Some of the words that have appeared are utterly terrible re-defined versions of current words. A prime example is “bare” to mean “lots of” which really bugs me. Then there is my all-time favourite awful word to be used by teens: “sick”. It now means “very good”, when only a few years ago, it was meaning “absolutely terrible or wrong in the head”. How a word can turn into its own antonym in the space of a few years, I absolutely do not know.
Posted by Maddie on February 21, 2010
In the future, you will be required to try to know and understand what the young people are up to, as your human will be one of them.
Also, when remembering some of the tragedies today’s music industry has produced, please don’t forget Jedward. Or, if the future proves to be somekind of utopia…. Jedward (R.I.P).
Posted by Emma on February 21, 2010
I CAN’T WAIT FOR ARCADE FIRE’S NEW ALBUM.
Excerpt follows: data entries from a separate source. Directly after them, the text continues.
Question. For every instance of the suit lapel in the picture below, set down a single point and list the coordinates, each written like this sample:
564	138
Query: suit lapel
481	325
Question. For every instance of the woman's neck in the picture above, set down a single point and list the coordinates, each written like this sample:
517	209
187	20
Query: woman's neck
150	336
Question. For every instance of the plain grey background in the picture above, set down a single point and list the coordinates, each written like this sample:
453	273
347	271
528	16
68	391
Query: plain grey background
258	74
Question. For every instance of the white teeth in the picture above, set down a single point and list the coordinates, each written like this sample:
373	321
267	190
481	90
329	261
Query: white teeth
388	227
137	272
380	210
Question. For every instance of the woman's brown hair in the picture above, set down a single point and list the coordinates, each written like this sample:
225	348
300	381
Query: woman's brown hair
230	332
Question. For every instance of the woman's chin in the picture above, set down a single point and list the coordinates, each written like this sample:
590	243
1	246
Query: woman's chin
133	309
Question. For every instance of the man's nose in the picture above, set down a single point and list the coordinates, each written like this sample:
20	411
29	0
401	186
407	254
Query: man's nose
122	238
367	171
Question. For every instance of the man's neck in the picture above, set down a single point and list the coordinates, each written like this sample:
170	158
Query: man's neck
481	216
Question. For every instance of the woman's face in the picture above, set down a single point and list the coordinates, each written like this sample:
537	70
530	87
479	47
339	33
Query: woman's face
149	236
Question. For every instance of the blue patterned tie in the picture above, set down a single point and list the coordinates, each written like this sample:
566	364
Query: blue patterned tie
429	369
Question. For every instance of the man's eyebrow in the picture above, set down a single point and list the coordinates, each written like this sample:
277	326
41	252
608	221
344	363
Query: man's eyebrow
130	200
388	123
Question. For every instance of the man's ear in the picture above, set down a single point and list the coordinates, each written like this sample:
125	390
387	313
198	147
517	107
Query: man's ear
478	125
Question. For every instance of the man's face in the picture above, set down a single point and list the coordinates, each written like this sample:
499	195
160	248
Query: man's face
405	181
Also you’re wrong, Tunnels is a modicum better than Laika.
Posted by Kate on February 21, 2010
Be thankful that some things will never change….
. Transport will always have its pitfalls – Public transport will be shit and the car battery will always die at the most inopportune moment
. The lightbulb will always die in the middle of the night when you need a wee
Oh these are all negative, well maybe an evolving language however, annoying (just remember you don’t HAVE to use it, no-one id holding a gun to your head) may be a positive in the long run.
May I add to yesterday’s list of annoyances the use of off/going. That really grates on me
Posted by Daniel on February 21, 2010
” Every time a new gadget comes out, like the iPhone, or iPod, or everything back as far as the pencil sharpener, you take the piss out of it. Then a year later, you realise it’s actually great, and get one. ”
Absolutely. Glad I’m not the only one whose irrational hatred of anything new blossoms to love in a years time, as it did with the iPhone. Dear God, please don’t let it happen with 3D glasses in cinemas though…
Posted by Daniel on February 21, 2010
” Every time a new gadget comes out, like the iPhone, or iPod, or everything back as far as the pencil sharpener, you take the piss out of it. Then a year later, you realise it’s actually great, and get one. ”
Absolutely. Glad I’m not the only one whose irrational hatred of anything new blossoms to love in a years time, as it did with the iPhone. Dear God, please don’t let it happen with 3D galsses in cienams though…
Posted by Misha on February 21, 2010
Just look at it this way, in 100 years the xfactor will be historic because of it’s sheer presence today in culture, Shakespeare was just entertainment once and language too will change.
It’s harder to learn to read middle English than French (in my experience) and one day people will struggle to read things like this. Weird eh?
I’m sure spacewine will be in fashion bythen.
Posted by Sam on February 21, 2010
We all know that there won’t be any drinkable SpaceWine at 2016, it needs time to age and mature.
Honestly Mark, you’re not going to get any of that cheap old supermarket SpacePlonk are you?